The Heathers star said she thinks of the disease as “the Pac-Man video game where they start to go into your bones”, but noted that she’s doing much better on a new treatment regimen. She also had a growth removed from her brain earlier this year. Now, she’s hoping to get into clinical trials to develop new treatments.
“People just assume that it means you can’t walk, you can’t eat, you can’t work. They put you out to pasture at a very early age –‘You’re done, you’re retired,’ and we’re not,” she said of being a cancer patient. “We’re vibrant, and we have such a different outlook on life. We are people who want to work and embrace life and keep moving forward.”

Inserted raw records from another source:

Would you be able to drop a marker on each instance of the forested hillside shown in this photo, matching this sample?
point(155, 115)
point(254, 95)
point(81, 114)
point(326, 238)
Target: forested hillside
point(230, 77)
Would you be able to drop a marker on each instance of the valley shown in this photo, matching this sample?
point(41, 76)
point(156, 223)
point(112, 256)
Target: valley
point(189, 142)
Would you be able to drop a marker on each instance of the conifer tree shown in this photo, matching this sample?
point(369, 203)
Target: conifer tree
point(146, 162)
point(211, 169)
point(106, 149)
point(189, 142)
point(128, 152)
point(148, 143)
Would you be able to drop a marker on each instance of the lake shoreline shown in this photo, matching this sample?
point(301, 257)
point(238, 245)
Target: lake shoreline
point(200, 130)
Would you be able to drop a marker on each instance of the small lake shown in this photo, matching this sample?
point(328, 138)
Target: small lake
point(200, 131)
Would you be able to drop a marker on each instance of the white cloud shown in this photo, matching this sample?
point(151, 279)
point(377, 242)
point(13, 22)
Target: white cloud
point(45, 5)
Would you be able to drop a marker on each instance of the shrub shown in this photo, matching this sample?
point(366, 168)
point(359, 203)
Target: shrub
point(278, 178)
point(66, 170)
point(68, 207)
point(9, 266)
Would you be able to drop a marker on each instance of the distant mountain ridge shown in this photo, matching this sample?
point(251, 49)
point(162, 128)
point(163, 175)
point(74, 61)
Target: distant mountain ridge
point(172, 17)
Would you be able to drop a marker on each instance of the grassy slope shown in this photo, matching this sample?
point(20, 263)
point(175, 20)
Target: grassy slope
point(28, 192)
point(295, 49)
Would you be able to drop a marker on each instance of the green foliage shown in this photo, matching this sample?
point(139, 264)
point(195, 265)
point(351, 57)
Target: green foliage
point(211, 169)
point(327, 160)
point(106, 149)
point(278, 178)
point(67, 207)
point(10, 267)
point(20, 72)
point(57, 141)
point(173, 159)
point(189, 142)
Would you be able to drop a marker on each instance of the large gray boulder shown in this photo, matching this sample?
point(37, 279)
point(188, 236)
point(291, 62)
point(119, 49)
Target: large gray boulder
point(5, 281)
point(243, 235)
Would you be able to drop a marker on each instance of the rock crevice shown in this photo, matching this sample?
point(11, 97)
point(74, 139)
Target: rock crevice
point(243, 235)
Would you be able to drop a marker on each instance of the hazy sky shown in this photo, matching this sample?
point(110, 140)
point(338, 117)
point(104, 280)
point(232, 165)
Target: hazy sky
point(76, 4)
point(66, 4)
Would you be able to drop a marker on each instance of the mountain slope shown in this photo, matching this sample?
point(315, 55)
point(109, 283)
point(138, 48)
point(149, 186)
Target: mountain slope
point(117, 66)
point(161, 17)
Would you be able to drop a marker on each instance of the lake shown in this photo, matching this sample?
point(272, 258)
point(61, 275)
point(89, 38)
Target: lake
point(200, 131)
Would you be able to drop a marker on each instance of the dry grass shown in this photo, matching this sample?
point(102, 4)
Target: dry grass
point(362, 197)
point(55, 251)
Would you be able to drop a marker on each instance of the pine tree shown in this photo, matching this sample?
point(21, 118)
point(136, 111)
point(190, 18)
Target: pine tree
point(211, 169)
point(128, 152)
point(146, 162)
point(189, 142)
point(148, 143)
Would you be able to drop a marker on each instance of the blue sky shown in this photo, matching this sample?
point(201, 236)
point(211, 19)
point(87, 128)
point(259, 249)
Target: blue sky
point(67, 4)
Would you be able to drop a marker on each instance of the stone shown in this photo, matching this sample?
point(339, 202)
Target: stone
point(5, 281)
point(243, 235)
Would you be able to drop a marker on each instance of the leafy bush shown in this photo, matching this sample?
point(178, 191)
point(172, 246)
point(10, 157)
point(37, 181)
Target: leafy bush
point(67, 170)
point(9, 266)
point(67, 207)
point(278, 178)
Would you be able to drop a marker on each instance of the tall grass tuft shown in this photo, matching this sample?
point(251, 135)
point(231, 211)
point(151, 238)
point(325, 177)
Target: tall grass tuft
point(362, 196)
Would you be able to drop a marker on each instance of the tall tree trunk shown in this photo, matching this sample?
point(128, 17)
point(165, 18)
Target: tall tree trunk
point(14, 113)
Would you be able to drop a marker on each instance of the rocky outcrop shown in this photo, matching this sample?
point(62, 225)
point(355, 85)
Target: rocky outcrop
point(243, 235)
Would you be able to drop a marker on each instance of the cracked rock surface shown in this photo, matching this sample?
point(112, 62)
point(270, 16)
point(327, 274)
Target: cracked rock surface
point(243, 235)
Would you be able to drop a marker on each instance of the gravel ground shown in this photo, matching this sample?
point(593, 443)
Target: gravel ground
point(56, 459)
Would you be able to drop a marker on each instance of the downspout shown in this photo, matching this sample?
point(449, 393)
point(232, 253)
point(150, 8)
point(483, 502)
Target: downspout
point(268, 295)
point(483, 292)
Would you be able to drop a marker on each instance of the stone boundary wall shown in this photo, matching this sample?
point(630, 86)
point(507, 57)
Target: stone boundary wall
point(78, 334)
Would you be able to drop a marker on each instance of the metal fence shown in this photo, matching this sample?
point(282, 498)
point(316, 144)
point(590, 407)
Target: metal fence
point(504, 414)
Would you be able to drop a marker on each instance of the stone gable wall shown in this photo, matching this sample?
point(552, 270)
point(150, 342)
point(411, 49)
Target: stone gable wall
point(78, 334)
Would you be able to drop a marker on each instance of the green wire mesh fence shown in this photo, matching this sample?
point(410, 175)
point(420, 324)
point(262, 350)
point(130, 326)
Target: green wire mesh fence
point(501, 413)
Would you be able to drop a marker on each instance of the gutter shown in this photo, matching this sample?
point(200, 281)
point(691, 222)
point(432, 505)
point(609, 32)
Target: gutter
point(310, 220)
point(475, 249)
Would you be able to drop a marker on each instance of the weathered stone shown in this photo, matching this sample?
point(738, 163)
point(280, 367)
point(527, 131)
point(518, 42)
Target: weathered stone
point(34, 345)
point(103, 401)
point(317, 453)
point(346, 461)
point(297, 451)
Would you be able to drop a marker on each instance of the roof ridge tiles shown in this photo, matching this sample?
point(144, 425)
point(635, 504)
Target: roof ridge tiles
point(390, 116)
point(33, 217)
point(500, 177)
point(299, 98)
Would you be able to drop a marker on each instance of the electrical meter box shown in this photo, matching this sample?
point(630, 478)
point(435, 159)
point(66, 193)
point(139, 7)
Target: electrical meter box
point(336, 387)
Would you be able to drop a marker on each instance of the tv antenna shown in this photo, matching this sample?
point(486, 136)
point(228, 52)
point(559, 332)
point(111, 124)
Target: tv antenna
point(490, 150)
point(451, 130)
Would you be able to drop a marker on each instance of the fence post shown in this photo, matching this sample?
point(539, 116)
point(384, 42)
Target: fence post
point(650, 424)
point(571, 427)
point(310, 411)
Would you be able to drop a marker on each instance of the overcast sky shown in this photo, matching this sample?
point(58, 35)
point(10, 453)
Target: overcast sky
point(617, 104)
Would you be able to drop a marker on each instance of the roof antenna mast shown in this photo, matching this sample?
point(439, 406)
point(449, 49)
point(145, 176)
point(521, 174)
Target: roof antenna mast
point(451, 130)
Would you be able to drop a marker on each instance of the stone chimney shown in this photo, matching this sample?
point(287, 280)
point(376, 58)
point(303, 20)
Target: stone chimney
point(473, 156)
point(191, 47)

Doherty was first diagnosed with breast cancer in 2015, a public disclosure made in a lawsuit against her former manager. She had a mastectomy, underwent chemotherapy and radiation and declared herself in remission in 2017. By February 2020, however, Doherty said that the disease had returned and metastasised, spreading beyond her breasts and lymph nodes into her spine.
Later that year, she said that she expected to be in treatment for the rest of her life. In June, she shared that the cancer had spread to her brain, requiring surgery and more radiation treatment.